Flavia is one of three de Luce girls; they live in an estate with their father, a housekeeper, and a groundsman. We find out quickly that her mother died some time ago. And while Flavia’s sisters are occupied by boys and books, she is chiefly interested in chemistry. One of her distant relatives was a scientific genius and apparently that got passed down to Flavia.
She spends most of her time in the lab they have upstairs (very convenient) reading about poisons and plants and chemicals. But she has to leave the lab and help solve a crime after her father is arrested for murder.
Especially because she saw her father arguing with the dead man less than 12 hours before he died.
It’s quite a whirlwind for Flavia. She has to dig into her father’s past, snoop through a hotel room, bike all over town, give her older sister a rash, conduct some tests, and escape the clutches of a bad guy. But it ends nice and tidy and we’re able to rest easy in the justice that was carried out.
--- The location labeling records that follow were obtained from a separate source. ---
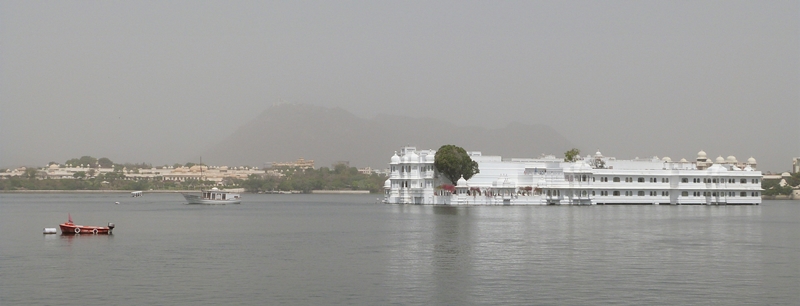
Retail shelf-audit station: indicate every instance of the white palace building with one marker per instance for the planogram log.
(591, 180)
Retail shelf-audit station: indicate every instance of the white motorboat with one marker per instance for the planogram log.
(214, 196)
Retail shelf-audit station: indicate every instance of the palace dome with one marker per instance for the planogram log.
(413, 157)
(461, 182)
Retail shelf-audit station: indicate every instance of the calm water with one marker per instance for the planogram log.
(348, 250)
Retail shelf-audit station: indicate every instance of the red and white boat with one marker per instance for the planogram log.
(69, 228)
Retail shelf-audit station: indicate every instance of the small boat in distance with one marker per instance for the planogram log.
(69, 228)
(214, 196)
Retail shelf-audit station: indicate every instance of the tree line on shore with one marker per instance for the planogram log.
(341, 177)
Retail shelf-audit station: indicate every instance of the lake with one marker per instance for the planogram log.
(349, 250)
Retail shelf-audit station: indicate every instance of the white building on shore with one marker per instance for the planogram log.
(591, 180)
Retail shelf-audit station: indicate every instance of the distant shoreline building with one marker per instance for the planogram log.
(592, 180)
(300, 163)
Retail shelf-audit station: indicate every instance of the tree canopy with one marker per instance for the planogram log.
(453, 162)
(572, 155)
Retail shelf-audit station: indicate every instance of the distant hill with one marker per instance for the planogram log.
(286, 132)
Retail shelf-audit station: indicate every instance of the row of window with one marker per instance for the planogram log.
(628, 193)
(641, 193)
(707, 180)
(629, 179)
(683, 180)
(408, 168)
(722, 194)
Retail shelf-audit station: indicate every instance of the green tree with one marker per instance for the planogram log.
(30, 173)
(453, 162)
(572, 155)
(105, 162)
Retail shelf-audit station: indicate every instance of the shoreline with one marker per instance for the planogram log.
(173, 191)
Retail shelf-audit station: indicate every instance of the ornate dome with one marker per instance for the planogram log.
(413, 157)
(461, 182)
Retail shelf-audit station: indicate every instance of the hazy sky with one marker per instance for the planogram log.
(159, 81)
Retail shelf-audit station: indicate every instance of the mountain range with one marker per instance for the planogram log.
(286, 132)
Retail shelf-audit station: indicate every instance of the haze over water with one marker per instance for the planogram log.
(349, 250)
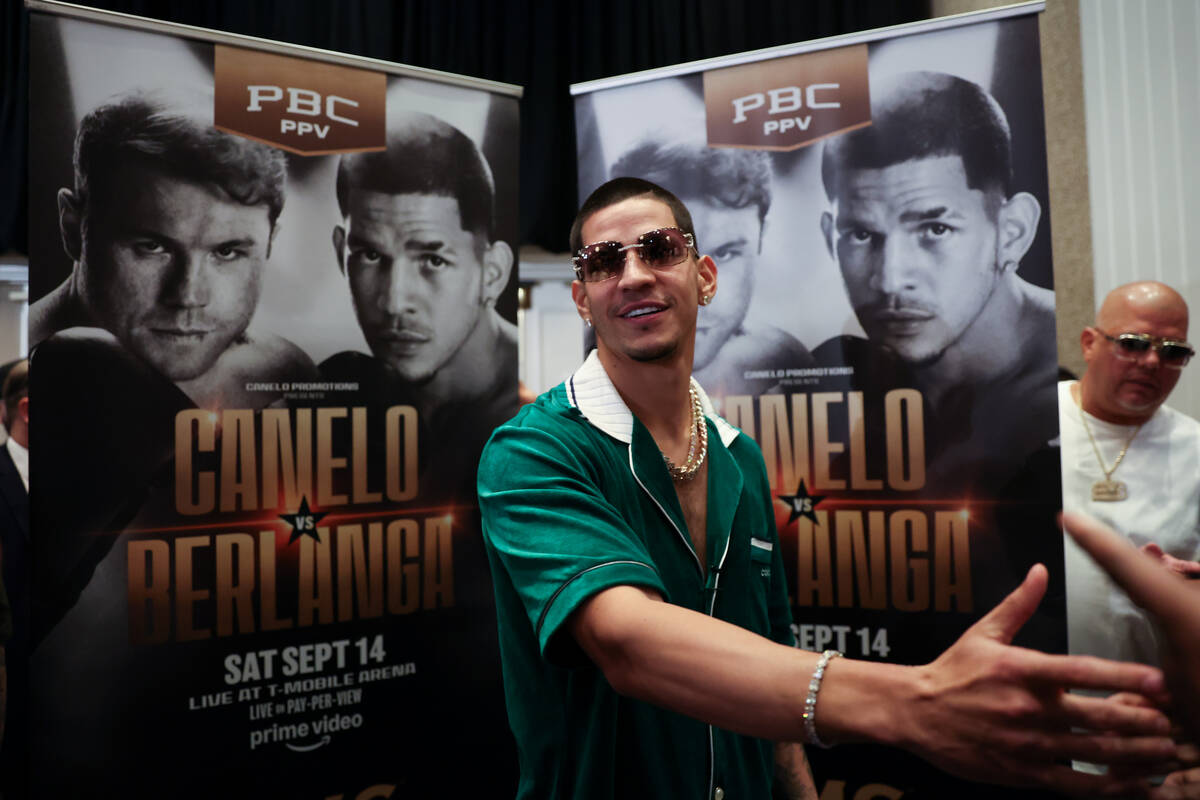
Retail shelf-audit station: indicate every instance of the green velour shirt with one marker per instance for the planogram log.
(576, 499)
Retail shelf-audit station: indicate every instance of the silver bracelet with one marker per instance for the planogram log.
(810, 702)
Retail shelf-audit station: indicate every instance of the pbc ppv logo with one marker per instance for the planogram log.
(789, 102)
(306, 107)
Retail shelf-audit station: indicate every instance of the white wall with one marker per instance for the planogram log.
(1141, 91)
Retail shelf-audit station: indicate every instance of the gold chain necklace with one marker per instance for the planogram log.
(1108, 491)
(699, 432)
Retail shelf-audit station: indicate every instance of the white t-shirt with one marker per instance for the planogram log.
(1162, 471)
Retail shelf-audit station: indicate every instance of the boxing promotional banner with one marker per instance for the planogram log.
(883, 324)
(273, 322)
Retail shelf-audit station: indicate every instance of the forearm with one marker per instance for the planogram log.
(792, 773)
(700, 666)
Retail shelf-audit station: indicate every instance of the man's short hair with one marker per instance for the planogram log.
(16, 386)
(924, 115)
(425, 156)
(736, 179)
(141, 128)
(623, 188)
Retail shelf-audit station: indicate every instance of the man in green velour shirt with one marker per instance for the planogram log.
(642, 606)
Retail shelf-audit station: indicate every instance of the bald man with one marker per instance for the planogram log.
(1129, 461)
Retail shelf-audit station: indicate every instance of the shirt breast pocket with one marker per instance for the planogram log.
(761, 553)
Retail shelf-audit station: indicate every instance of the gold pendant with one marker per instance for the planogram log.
(1109, 491)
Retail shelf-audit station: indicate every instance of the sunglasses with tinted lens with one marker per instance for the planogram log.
(1131, 347)
(659, 250)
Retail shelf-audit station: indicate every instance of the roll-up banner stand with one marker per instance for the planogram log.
(273, 307)
(883, 324)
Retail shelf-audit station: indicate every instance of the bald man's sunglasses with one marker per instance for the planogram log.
(659, 250)
(1131, 347)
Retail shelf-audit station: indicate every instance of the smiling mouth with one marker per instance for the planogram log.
(642, 310)
(183, 332)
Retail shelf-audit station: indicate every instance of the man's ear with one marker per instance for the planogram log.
(270, 238)
(1017, 226)
(497, 268)
(339, 244)
(71, 223)
(1087, 343)
(827, 229)
(580, 295)
(706, 268)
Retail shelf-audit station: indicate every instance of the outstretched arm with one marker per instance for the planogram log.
(984, 710)
(1171, 599)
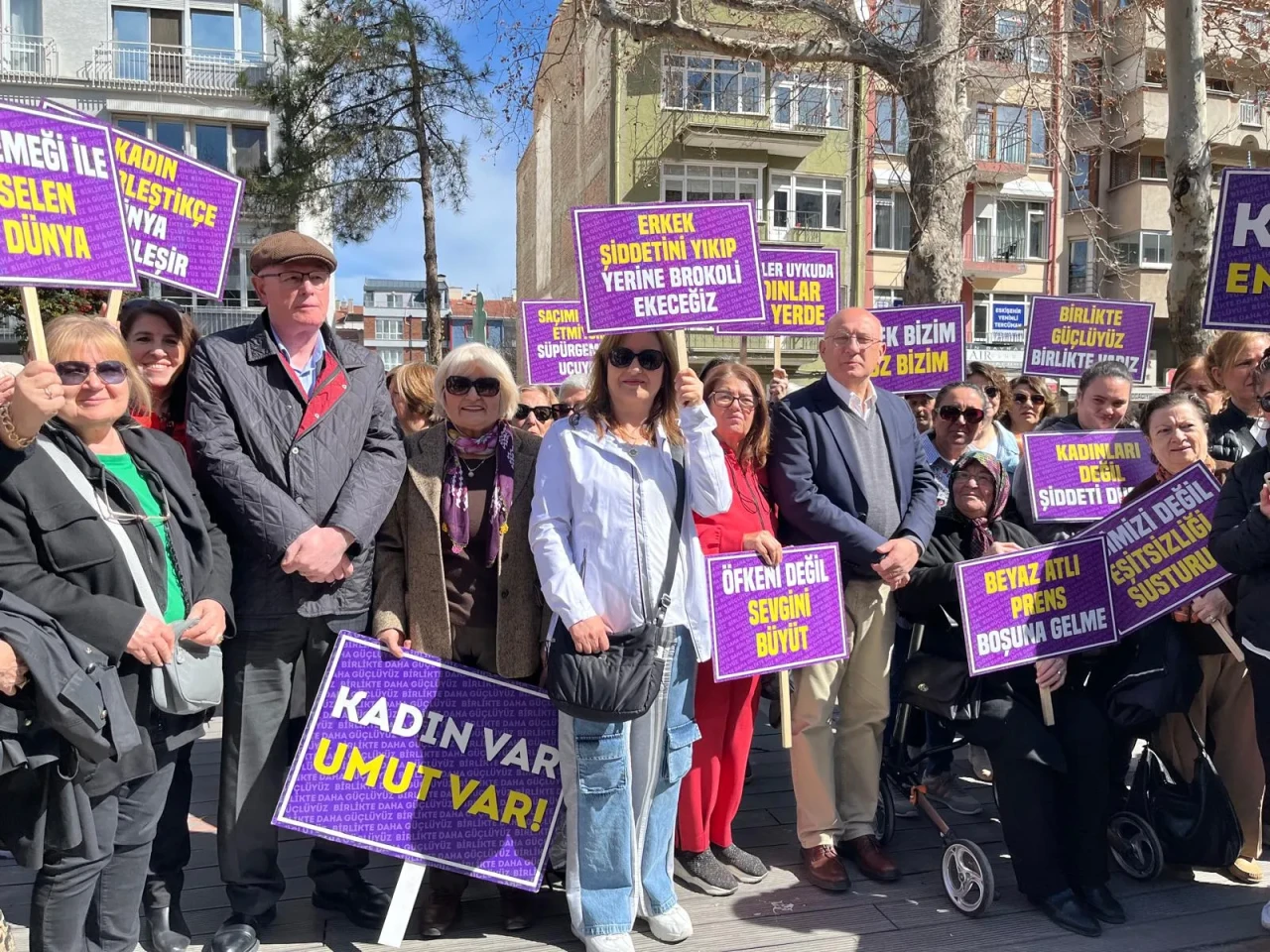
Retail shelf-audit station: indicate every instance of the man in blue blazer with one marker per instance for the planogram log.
(847, 466)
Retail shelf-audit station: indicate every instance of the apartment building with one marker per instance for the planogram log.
(172, 71)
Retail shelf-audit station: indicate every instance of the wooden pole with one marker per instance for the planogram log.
(35, 324)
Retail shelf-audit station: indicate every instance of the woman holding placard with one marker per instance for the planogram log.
(1052, 789)
(619, 558)
(710, 793)
(1176, 426)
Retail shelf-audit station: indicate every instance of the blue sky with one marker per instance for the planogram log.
(476, 244)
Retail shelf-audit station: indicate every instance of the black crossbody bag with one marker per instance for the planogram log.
(621, 683)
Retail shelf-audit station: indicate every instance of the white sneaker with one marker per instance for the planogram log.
(672, 925)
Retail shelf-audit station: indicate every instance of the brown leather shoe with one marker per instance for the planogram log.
(825, 866)
(870, 858)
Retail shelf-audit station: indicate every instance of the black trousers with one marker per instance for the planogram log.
(91, 905)
(1056, 823)
(255, 754)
Honestly, it was a light easy read. The plot had a few twists but was ultimately pretty predictable. The selling point for me was Flavia herself. She was smart and funny, she did let being a young girl stop her, even when it maybe should have (for safety reasons). I liked her spunk and determination. It was sweet!
So if you’re going on a long drive, or reading in the back yard, or need something to helpful recover from a crushing read (ie It Looks Like This), then I highly recommend The Sweetness at the Bottom of the Pie! If you’re looking for something intense and thrilling, you’ll probably be better off with something like Ware’s The Turn of the Key.